Shane Parish chronology
| Solo at Cafe OTO (2025) | Autechre Guitar (2026) |  |

Singles from Autechre Guitar
- "Maetl" Released: December 5, 2025; "Eggshell" Released: December 5, 2025; "Corc" Released: January 6, 2026;

= Autechre Guitar =

2026 covers album

Autechre Guitar is a covers album by American guitarist and composer Shane Parish. The album was released on February 27, 2026 through Palilalia Records. An acoustic avant-garde album, it consists of Autechre songs performed solo, on acoustic guitar, with no additional effects or overdubbing. The collection of tracks are derived from Incunabula (1993), Amber (1994), Tri Repetae (1995) and LP5 (1998). The album was received positively by critics.

== Background ==
Shane Parish is an American guitarist from Athens, Georgia. Parish leads the avant-rock band Ahleuchatistas and is part of the Bill Orcutt Guitar Quartet. Parish was introduced to Autechre, a British experimental electronic duo, by his wife Courtney in the early 2000s. In the 2020s, starting with a cover of "Slip" from Amber, Parish would gradually work through the duo's discography, notating a variety of tracks. "Slip" was followed by "Bike" from Incunabula and "Eutow" from Tri Repetae.

== Music ==
Autechre Guitar has been described as both acoustic and avant-garde. Its tracklist consists of cover versions taken from Autechre's first four studio albums, re-arranged and performed by Parish solely on acoustic guitar. While the original versions of the tracks consist of a variety of layered melodies, tracks on Autechre Guitar often opt to focus on primary melodies heard within the originals. Parish often made sacrifices in his arrangements, such as percussive elements of the originals being replaced with long, sustained notes. The album also lacks additional overdubbing or effects added to Parish's performances.

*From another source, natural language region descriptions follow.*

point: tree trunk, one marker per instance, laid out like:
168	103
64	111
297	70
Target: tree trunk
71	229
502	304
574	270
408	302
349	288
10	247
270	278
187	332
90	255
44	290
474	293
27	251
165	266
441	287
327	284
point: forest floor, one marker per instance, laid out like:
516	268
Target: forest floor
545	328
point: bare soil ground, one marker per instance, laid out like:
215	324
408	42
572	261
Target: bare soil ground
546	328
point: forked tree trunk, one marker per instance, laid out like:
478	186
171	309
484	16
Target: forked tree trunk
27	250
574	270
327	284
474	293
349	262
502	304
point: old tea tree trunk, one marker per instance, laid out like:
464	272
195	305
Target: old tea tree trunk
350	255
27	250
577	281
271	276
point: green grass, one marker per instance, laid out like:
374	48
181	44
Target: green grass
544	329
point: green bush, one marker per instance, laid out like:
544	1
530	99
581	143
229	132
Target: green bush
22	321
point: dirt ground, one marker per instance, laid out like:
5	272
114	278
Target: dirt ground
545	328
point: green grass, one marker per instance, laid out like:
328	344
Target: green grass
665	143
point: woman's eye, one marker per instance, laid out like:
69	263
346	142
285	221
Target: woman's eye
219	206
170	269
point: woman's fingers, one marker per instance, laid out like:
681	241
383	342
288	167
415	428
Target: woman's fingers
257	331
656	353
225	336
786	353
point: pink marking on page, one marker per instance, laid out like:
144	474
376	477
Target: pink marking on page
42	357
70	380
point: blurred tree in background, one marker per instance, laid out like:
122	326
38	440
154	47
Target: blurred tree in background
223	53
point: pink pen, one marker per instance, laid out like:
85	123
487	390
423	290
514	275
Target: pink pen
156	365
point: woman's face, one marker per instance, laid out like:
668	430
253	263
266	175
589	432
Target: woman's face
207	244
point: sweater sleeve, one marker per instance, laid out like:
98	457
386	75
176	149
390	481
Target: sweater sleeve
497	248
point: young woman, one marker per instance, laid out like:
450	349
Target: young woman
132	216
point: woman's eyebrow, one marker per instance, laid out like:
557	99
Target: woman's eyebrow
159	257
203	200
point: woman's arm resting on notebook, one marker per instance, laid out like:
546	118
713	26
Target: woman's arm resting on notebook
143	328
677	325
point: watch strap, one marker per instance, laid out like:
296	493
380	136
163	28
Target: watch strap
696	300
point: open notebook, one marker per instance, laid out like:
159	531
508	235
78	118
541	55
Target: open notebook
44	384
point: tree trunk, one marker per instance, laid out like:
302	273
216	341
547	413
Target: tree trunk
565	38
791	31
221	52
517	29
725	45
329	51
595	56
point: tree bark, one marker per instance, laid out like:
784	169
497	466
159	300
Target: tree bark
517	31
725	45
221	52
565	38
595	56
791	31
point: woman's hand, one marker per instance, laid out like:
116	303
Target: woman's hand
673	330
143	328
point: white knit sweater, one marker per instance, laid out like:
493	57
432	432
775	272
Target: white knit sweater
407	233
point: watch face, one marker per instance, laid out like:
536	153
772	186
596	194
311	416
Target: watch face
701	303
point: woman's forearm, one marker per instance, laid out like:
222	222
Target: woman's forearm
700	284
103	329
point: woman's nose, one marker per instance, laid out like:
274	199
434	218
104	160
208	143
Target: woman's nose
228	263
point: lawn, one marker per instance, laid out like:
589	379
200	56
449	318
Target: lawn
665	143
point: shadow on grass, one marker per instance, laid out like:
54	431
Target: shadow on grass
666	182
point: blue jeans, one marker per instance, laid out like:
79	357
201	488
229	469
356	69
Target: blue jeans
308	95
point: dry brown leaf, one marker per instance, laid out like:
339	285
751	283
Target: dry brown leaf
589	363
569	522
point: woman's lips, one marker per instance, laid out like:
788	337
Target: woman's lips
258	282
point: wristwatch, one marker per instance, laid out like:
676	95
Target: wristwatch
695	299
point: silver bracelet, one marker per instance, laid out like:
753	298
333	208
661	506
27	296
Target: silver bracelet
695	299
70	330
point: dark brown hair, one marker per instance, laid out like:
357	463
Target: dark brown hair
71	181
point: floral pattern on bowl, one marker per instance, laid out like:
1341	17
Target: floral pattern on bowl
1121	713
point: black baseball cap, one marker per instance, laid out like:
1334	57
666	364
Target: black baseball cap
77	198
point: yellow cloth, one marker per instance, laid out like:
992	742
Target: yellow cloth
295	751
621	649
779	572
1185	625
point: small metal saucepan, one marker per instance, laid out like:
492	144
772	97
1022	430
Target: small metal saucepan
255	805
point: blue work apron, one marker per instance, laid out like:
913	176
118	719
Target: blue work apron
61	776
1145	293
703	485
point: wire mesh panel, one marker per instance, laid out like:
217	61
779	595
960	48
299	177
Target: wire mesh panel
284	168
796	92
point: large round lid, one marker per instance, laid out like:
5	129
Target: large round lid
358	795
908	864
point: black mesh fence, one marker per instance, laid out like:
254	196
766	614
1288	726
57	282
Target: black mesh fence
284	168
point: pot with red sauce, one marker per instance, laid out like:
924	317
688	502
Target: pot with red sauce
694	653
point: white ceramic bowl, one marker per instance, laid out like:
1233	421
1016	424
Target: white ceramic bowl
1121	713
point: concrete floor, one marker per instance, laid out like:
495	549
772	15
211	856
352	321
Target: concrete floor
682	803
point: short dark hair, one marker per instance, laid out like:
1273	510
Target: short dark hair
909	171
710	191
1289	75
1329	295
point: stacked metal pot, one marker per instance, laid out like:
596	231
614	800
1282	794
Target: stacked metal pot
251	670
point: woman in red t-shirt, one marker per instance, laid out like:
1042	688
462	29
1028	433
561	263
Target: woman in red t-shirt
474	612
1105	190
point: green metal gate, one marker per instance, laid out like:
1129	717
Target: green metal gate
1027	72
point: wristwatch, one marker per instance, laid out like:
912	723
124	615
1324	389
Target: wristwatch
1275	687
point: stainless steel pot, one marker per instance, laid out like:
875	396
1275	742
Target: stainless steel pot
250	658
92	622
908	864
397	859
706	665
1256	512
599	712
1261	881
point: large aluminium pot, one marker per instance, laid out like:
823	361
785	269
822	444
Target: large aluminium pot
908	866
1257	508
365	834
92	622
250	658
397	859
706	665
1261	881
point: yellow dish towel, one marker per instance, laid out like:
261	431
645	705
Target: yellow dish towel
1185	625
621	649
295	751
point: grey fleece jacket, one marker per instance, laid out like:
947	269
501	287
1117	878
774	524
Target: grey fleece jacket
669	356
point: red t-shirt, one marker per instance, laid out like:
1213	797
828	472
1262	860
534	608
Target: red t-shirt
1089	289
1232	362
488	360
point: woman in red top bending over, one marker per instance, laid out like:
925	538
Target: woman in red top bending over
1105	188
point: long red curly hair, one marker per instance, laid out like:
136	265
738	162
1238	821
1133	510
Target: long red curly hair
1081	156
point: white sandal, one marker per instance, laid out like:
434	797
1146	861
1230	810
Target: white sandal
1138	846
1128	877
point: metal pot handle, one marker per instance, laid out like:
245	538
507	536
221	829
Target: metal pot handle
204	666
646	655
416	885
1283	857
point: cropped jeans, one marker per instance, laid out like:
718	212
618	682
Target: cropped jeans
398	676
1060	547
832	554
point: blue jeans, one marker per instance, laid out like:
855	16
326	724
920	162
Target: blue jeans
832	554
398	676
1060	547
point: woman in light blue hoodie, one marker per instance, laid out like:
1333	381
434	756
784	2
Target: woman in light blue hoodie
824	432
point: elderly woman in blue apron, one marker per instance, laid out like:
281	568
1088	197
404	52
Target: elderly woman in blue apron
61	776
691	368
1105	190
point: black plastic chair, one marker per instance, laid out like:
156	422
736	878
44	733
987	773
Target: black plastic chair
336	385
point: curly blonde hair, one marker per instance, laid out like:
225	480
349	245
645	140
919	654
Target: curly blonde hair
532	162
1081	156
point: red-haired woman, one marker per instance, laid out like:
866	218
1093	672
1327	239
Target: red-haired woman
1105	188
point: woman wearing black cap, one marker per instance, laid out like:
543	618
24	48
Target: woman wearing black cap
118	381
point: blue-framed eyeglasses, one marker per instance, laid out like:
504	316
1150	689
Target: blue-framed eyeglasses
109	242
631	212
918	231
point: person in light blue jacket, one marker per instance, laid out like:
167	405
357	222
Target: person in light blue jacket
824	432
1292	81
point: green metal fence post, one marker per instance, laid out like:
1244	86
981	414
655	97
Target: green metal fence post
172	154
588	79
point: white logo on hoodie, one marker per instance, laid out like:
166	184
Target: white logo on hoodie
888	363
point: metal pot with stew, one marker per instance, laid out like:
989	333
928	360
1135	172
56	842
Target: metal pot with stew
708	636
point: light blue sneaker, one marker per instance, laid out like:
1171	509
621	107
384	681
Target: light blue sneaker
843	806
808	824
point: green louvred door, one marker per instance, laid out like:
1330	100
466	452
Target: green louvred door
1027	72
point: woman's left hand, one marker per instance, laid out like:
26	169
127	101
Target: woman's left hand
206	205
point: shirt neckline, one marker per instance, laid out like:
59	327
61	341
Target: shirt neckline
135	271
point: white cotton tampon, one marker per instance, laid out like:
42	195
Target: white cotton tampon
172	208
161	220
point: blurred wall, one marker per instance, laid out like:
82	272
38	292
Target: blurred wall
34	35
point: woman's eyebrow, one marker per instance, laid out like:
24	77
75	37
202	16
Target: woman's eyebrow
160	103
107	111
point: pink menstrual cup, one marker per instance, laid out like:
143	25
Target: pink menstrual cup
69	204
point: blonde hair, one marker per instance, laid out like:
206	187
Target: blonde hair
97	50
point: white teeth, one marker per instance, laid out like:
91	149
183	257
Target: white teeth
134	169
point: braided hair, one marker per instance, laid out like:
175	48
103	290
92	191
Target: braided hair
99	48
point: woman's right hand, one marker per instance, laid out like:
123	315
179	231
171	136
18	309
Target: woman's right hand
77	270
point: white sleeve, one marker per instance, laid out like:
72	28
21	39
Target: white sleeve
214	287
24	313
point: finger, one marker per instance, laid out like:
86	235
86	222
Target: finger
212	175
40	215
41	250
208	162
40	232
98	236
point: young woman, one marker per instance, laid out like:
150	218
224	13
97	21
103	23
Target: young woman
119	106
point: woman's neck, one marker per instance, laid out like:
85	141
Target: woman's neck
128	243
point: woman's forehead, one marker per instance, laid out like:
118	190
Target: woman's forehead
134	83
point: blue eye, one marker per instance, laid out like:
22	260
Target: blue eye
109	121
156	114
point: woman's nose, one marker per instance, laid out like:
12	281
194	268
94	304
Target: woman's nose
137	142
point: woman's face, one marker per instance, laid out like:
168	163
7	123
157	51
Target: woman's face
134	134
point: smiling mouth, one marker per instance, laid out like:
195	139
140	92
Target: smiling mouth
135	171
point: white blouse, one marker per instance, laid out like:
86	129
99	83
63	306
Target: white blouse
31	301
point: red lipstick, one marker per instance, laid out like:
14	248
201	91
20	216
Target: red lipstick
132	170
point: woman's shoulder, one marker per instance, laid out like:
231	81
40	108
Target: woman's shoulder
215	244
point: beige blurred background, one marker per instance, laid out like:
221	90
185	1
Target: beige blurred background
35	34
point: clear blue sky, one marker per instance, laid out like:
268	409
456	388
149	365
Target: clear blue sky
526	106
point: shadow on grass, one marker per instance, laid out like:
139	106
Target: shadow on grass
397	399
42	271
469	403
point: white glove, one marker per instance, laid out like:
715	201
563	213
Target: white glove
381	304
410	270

"Maetl", a heavily percussive track originating from Incunabula, lacks all percussion in Parish's rendition. The track is "whittled down to its minor-key figure" and becomes minimalist and sparse. The cover also lacks half of the length of the original, which one critic regarded as the track turning into a "introspective study" rather than a "percussive, dizzy sizzler". "Eutow" was regarded as one of the most impressive covers from the album due to the original’s overabundance of percussion. Parish's cover also extends the track's runtime, with Timothy Monger of AllMusic noting the track felt natural being played acoustically. "Slip" was also noted as an impressive cover, due to the original's "unpredictable" timing. Parish opted to slow the track's tempo, making the track calmer and turning it into a "gentle folk gait". Closing track "Clipper" turns the original into a minimal ambient piece, foregoing its "moody breakbeats" and becoming a "brooding blues" track.

== Release ==
Prior to the album's release, Parish's covers of "Maetl", "Eggshell" and "Corc" were released as singles. Autechre Guitar was released on February 27, 2026 through Palilalia Records on 2xLP, CD and through digital platforms.

== Reception ==

Autechre Guitar was received positively by critics upon release. At Metacritic, which aggregates scores from mainstream critics, Autechre Guitar received a rating of 83 out of 100 based on six critic reviews, indicating "universal acclaim".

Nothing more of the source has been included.